While it is true that a confidential settlement of a personal injury case can subject our clients to income taxes, there are several important points where the author is flat-out wrong in his article, “Dennis Rodman: His Single-Handed, Lasting, Misunderstood Contribution to Settlement Agreements”, in the July/August edition of the New York State Bar Association’s Journal.
Secret Settlements are Just Plain Bad
Mr. Wood states that “both sides typically benefit from confidentiality.” Make no mistake, confidential settlements do not benefit injury victims. Confidential personal injury settlements place a veil of secrecy over a settlement and as a result, the terms of the settlement are not available for others as a precedent for future cases.

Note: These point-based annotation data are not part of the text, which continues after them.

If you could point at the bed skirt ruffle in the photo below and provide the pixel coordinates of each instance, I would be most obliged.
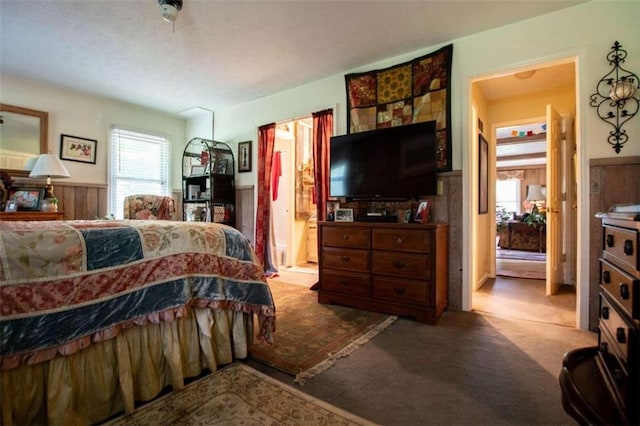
(108, 377)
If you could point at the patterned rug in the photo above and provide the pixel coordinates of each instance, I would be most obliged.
(309, 336)
(238, 395)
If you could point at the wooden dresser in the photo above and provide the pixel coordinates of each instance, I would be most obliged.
(601, 385)
(393, 268)
(31, 215)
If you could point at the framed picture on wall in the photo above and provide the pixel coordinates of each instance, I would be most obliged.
(483, 175)
(244, 156)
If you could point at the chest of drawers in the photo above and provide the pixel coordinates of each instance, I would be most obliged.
(619, 323)
(398, 269)
(601, 385)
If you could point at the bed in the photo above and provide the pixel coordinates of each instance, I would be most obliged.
(96, 316)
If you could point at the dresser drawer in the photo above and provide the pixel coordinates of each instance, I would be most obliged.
(402, 240)
(346, 282)
(411, 291)
(621, 246)
(620, 332)
(408, 265)
(347, 259)
(622, 287)
(352, 237)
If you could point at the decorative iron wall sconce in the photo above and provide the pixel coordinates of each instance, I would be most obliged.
(615, 100)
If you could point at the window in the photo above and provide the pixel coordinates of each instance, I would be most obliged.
(139, 164)
(508, 194)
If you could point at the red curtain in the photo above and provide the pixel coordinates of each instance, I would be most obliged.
(266, 142)
(322, 132)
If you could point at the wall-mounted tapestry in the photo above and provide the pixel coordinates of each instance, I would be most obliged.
(411, 92)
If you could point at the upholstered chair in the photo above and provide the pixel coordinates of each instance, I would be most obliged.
(148, 206)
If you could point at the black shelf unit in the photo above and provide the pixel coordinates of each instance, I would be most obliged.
(208, 185)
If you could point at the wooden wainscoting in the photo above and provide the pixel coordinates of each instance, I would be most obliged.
(77, 200)
(81, 201)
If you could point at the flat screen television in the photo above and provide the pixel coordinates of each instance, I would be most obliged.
(394, 163)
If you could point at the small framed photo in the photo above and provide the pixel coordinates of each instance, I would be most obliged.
(74, 148)
(11, 206)
(244, 156)
(407, 216)
(198, 170)
(27, 198)
(220, 166)
(344, 215)
(423, 214)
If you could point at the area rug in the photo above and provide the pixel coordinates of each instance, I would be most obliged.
(520, 255)
(309, 336)
(238, 395)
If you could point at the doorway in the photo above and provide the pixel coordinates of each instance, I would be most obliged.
(505, 103)
(293, 203)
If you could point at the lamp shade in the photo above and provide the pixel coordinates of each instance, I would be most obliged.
(30, 163)
(535, 193)
(49, 166)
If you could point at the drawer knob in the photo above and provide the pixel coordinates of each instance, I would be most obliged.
(399, 264)
(624, 291)
(609, 240)
(628, 247)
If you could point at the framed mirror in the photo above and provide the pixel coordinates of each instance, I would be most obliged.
(23, 135)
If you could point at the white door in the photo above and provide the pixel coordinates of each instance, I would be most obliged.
(554, 271)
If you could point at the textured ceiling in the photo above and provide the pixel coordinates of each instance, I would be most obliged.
(224, 53)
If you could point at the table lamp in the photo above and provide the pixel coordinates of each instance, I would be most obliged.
(534, 196)
(49, 166)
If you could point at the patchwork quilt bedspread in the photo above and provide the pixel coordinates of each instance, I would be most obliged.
(65, 284)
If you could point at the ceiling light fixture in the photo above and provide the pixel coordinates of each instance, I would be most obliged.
(524, 75)
(169, 10)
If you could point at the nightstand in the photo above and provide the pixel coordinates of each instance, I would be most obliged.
(31, 215)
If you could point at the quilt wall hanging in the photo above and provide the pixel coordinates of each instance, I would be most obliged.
(412, 92)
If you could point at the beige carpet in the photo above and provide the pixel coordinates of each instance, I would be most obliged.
(526, 299)
(238, 395)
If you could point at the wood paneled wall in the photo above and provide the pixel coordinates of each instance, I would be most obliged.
(79, 201)
(611, 181)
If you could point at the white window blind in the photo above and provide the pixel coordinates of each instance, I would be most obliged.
(139, 164)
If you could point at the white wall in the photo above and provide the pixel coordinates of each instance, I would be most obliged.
(586, 31)
(91, 117)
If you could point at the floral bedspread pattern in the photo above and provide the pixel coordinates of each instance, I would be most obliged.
(66, 284)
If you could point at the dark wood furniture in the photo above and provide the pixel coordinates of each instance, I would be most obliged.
(601, 385)
(394, 268)
(31, 215)
(208, 184)
(524, 236)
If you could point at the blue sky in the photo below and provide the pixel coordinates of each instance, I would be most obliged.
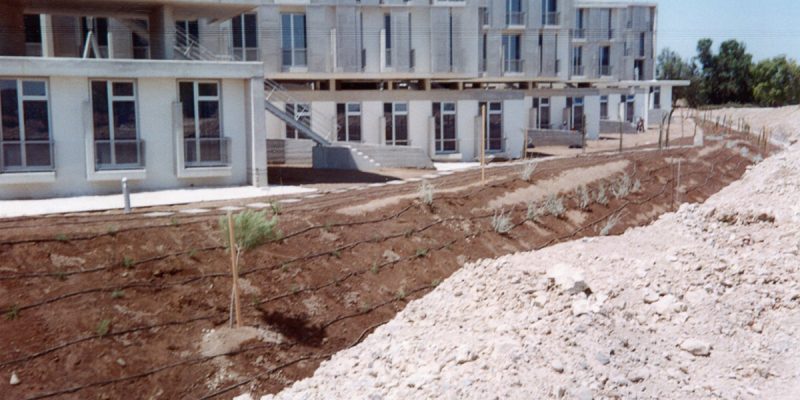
(768, 27)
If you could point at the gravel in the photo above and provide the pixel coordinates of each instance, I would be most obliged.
(703, 303)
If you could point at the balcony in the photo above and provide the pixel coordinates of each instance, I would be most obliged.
(26, 156)
(118, 154)
(515, 18)
(513, 66)
(551, 18)
(206, 152)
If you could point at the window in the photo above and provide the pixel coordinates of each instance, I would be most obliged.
(514, 14)
(512, 60)
(25, 130)
(542, 105)
(550, 12)
(203, 143)
(33, 35)
(656, 91)
(245, 37)
(141, 47)
(302, 114)
(604, 107)
(293, 37)
(605, 60)
(396, 116)
(348, 122)
(577, 60)
(494, 125)
(116, 139)
(575, 105)
(187, 33)
(445, 137)
(387, 27)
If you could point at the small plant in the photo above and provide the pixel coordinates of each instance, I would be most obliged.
(611, 222)
(12, 313)
(555, 206)
(103, 327)
(501, 222)
(602, 197)
(637, 186)
(128, 262)
(425, 193)
(534, 212)
(584, 199)
(622, 187)
(275, 207)
(527, 171)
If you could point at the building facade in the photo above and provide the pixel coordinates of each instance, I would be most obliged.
(170, 93)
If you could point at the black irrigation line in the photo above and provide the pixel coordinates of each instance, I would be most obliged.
(340, 318)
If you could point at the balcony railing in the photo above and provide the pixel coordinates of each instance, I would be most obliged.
(513, 66)
(551, 18)
(118, 154)
(27, 156)
(206, 152)
(515, 18)
(294, 57)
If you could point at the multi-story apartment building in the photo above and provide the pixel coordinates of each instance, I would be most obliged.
(85, 84)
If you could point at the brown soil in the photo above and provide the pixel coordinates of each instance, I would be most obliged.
(163, 283)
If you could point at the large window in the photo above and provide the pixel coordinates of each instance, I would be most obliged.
(445, 137)
(348, 126)
(301, 113)
(245, 37)
(293, 39)
(116, 139)
(204, 145)
(25, 130)
(512, 60)
(494, 125)
(396, 115)
(542, 106)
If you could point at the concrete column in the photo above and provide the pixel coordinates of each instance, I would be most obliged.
(12, 30)
(46, 21)
(257, 133)
(162, 33)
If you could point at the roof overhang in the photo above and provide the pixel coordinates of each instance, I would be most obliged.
(217, 10)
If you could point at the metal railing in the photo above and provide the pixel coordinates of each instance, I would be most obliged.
(515, 18)
(446, 146)
(118, 154)
(27, 156)
(551, 18)
(206, 152)
(294, 57)
(513, 66)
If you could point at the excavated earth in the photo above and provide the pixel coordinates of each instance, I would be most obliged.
(107, 305)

As trial lawyers, we have a responsibility to get the best result for our clients, but more importantly, we have a higher duty to use every case to establish a precedent that will raise the standards of safety and care for society at large. A confidential settlement negates this important contribution of personal injury law by hiding the content and terms of a settlement from the public.
Personal injury lawyers are not serving anyone’s interests (other than the defendants’) with confidential settlements. For these reasons, some states have attempted to bar secret settlements.
The Biggest Misconception about Secret Settlements
Mr. Wood further states that “to settle cases, one must agree” to confidentiality. This is one of the biggest misconceptions of personal injury law. Liability insurance companies will not insist upon confidentiality if you tell them in no uncertain terms that you will never agree to a secret settlement.
I have been practicing personal injury and medical malpractice law for 19 years and I have never agreed to confidentiality, nor will I ever agree to a secret settlement. Once the defendants and their counsel know where you stand regarding confidentiality, they will not even ask you for confidentiality.
The Best Way to Avoid Income Taxes on Settlements
That said, you won’t have to worry about the income tax consequences of a secret settlement if you follow Mr. Wood’s excellent suggestion, “Do Not Agree to Confidentiality in a Settlement Agreement”. With that tip, Mr. Wood is right on point.